3. Boys are physical. They love to wrestle with each other, beat on each other, chase each other. School is often a challenge because they are required to sit still and keep their hands to themselves. Do you know how difficult that can be for some kids (mine included)? With the disappearance of recess and increased demands in early education, elementary school has become a struggle for many boys. They need to MOVE. It's plain and simple. But I have also observed that boys can be still and focused if there is something holding their interest. For my children, they are often focused by books, Legos and battles. They can plan an elaborate battle scene for hours, setting up the blocks, positioning the characters, and planning the attack. And then they battle it out, creating complete chaos. It is crazy but appears intensely satisfying.
I am torn.

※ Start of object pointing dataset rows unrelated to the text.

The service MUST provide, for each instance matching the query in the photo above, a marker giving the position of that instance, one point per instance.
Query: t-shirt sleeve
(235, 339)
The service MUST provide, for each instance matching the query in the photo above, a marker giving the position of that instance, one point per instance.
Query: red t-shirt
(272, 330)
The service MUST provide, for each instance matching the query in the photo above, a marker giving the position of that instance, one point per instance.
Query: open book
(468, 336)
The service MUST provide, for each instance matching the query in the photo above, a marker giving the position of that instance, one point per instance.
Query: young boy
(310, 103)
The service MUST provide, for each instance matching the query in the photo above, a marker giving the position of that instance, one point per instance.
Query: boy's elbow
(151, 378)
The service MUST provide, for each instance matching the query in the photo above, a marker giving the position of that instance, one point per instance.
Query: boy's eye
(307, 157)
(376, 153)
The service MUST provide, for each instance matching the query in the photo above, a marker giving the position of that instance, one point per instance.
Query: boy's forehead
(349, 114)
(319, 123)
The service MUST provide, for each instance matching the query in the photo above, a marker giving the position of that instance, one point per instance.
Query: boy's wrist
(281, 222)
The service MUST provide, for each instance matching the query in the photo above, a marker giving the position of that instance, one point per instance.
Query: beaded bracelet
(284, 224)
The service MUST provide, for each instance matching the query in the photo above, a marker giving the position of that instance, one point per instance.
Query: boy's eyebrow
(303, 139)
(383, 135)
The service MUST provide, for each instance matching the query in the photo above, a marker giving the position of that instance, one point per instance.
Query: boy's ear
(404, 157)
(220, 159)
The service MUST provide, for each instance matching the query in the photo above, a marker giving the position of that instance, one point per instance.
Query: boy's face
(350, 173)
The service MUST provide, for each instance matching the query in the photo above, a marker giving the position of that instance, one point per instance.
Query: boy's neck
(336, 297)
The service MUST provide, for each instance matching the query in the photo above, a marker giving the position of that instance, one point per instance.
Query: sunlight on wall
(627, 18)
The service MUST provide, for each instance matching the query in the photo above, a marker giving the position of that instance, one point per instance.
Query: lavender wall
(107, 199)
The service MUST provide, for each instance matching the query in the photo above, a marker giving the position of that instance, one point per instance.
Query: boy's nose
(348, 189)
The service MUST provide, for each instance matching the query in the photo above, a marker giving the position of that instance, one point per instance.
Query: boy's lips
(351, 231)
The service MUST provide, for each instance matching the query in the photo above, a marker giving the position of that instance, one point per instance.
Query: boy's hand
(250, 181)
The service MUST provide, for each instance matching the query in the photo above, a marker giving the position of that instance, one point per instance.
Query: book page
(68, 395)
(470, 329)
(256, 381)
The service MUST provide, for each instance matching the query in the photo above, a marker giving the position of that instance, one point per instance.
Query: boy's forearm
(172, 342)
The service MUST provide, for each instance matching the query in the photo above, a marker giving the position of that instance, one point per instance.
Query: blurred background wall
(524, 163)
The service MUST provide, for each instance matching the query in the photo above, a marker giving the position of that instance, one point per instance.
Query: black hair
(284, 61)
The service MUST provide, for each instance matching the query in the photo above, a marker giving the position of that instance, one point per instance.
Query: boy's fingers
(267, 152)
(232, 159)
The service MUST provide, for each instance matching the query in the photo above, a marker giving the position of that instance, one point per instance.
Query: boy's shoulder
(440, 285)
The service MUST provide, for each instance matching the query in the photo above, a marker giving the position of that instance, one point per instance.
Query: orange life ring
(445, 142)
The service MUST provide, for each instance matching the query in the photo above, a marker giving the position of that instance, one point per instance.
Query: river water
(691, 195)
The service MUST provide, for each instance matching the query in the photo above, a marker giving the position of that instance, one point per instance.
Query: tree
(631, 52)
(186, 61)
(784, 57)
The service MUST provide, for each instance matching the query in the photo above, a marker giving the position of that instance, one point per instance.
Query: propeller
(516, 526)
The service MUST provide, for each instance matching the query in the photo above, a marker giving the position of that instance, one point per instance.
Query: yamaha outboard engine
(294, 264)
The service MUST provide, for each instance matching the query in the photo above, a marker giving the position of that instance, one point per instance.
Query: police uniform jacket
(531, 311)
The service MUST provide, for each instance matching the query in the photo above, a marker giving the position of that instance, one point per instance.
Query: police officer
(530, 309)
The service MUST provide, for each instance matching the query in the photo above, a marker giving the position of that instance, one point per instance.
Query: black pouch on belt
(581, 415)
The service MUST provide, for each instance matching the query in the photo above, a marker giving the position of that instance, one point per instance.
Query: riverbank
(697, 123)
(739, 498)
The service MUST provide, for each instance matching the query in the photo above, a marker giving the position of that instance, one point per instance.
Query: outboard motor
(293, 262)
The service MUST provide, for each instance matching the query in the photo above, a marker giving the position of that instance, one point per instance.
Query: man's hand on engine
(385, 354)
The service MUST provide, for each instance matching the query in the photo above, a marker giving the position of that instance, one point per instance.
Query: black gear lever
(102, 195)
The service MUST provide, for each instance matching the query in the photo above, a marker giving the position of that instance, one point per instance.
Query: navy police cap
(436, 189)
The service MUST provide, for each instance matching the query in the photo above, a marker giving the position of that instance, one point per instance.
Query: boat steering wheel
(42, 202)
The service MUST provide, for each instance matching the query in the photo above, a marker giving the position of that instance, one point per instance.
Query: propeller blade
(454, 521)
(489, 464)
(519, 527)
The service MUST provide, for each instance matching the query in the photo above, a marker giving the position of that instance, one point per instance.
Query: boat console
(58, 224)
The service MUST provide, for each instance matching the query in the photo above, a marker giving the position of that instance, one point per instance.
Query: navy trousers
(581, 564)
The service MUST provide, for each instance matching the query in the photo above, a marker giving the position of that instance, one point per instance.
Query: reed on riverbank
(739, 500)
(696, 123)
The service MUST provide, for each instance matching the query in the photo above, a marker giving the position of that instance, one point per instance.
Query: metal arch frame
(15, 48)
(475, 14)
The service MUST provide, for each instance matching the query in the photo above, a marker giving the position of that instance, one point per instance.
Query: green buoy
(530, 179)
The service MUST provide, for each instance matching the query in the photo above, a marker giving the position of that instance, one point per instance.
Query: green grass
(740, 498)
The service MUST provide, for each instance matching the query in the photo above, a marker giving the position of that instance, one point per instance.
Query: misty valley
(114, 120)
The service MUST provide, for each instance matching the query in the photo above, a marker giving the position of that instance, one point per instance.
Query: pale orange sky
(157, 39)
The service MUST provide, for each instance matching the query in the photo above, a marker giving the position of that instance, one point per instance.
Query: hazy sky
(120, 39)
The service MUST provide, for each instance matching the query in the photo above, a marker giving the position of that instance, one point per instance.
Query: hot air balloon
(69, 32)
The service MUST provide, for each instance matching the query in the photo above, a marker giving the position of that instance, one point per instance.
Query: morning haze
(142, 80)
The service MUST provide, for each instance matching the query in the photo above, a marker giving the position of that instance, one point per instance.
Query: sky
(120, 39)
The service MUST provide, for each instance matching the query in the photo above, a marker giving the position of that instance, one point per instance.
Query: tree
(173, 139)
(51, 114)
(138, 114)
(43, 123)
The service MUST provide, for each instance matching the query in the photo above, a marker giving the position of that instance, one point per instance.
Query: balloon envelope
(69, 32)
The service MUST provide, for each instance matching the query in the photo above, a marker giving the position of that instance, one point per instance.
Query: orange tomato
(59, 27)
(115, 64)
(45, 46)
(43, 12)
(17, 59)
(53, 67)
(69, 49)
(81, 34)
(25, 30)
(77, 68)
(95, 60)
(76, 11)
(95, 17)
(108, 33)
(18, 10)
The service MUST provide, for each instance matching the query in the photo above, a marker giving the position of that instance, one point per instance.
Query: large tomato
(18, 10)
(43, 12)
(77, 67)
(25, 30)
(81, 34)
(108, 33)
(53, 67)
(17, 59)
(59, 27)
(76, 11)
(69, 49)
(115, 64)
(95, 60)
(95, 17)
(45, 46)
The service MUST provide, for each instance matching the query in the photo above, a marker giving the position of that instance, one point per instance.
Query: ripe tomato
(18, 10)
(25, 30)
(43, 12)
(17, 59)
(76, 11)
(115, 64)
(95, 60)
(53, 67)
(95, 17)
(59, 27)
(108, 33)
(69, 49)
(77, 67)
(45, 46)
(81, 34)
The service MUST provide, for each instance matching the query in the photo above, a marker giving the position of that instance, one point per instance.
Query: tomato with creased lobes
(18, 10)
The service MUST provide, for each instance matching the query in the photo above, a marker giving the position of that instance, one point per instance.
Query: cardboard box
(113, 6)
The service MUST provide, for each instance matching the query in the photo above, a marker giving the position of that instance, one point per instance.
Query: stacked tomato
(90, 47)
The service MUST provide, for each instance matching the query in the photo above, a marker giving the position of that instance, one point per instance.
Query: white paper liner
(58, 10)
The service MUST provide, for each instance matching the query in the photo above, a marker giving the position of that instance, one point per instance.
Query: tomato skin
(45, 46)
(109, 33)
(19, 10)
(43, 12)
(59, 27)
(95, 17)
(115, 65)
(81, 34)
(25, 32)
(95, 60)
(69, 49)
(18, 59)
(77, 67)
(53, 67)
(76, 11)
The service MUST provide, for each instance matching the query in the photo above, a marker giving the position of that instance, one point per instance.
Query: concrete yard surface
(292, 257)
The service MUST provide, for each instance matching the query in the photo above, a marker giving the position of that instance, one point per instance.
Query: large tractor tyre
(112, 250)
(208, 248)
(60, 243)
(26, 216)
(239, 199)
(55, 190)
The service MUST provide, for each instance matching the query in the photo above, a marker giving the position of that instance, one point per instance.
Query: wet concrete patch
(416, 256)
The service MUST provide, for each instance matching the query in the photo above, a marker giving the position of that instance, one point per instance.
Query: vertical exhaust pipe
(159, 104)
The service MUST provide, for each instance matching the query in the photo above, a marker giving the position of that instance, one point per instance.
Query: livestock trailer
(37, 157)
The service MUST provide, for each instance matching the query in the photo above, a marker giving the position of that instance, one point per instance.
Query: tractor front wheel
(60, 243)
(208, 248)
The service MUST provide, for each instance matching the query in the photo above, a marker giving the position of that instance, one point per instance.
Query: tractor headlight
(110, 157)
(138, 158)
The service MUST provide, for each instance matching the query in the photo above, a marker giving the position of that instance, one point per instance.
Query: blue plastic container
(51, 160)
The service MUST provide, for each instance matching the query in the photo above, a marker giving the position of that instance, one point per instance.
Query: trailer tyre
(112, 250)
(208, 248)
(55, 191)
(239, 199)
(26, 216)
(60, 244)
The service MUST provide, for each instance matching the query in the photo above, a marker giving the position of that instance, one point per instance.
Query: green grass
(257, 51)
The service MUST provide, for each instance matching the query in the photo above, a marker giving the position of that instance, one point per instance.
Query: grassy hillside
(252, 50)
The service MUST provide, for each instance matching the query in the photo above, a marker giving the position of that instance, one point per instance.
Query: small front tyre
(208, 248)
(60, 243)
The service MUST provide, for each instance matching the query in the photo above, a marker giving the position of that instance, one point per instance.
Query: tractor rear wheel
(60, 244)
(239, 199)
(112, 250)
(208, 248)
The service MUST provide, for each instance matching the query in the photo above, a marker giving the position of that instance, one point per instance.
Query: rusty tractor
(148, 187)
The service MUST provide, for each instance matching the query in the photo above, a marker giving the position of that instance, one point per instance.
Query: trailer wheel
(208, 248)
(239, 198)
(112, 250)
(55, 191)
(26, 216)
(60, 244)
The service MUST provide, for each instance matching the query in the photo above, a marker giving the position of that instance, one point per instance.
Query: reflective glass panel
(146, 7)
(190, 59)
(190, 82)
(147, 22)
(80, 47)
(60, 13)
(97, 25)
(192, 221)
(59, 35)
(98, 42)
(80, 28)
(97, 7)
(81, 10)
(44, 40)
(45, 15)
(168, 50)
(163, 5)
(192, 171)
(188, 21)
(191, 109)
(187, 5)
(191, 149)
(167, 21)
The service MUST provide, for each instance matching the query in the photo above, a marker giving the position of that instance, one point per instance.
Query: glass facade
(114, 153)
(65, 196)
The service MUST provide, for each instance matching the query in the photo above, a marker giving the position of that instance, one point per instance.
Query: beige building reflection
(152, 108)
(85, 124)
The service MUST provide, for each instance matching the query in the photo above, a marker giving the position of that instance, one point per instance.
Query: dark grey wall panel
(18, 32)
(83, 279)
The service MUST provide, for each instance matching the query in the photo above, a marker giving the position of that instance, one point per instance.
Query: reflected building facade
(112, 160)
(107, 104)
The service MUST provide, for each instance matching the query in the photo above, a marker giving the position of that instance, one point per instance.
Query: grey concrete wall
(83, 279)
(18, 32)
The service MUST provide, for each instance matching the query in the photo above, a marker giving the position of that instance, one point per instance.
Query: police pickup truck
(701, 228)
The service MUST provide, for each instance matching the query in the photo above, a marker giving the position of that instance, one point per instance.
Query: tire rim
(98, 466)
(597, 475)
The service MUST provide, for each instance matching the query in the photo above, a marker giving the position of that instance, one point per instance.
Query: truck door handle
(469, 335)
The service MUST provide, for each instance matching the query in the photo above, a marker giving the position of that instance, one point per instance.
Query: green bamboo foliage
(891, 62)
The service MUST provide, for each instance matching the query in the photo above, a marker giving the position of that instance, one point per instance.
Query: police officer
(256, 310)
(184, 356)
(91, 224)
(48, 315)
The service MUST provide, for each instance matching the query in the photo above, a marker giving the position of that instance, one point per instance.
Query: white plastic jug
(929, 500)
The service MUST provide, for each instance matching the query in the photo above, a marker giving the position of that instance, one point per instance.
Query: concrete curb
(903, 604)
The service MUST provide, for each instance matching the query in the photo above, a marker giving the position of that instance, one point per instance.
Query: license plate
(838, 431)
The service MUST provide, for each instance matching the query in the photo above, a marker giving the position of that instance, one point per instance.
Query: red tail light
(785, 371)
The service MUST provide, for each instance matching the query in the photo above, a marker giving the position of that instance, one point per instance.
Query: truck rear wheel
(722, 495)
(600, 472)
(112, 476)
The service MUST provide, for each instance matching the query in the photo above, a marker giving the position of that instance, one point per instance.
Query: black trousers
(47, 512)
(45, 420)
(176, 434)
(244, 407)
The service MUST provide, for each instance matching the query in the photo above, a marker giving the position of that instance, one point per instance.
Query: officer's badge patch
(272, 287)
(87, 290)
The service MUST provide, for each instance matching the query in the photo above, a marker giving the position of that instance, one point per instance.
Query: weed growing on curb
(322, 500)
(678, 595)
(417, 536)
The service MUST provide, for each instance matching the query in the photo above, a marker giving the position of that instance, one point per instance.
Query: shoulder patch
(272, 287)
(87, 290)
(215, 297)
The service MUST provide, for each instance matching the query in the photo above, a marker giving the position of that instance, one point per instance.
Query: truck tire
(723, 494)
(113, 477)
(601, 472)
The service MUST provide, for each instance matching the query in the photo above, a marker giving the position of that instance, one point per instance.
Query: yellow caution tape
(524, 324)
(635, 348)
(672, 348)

While it is clear to me that each gender shares unique characteristics, do I believe that society should label things as "boy" or "girl" appropriate? Should there be separate toy aisles? Should certain books be design to appeal to a specific gender? When Lego first came out with their Friends line, where you can build little houses in pink and purple, I was appalled. As a little girl I played with Legos. Blue and red ones. I built whatever I wanted. But a friend of mine with two girls pointed out that Legos are geared toward boys, with sets like Ninjago and Super heroes. It was nice to have sets her children wanted to build. What about books? My youngest likes books about trucks, but he also likes books about princesses. Do I tell him no, that's a girl's book? No way. When P was in first grade, his teacher placed the highest leveled books in pink and purple baskets. Was that to suggest that only girls could read them? He certainly thought so, and after pressure from home to choose more challenging books he was forced to quickly squash the inevitable teasing when his friends saw him picking from the pink basket.
Children are all different, and while they may possess certain characteristics based on their number of X chromosomes, they should be allowed to surround themselves in whatever makes them happy. One of P's best friends is a girl, and she loves to come over and dig in the dirt with my boys. And that's okay. She may be composed of "Sugar and spice, and everything nice" but that doesn't mean she can't search for snails.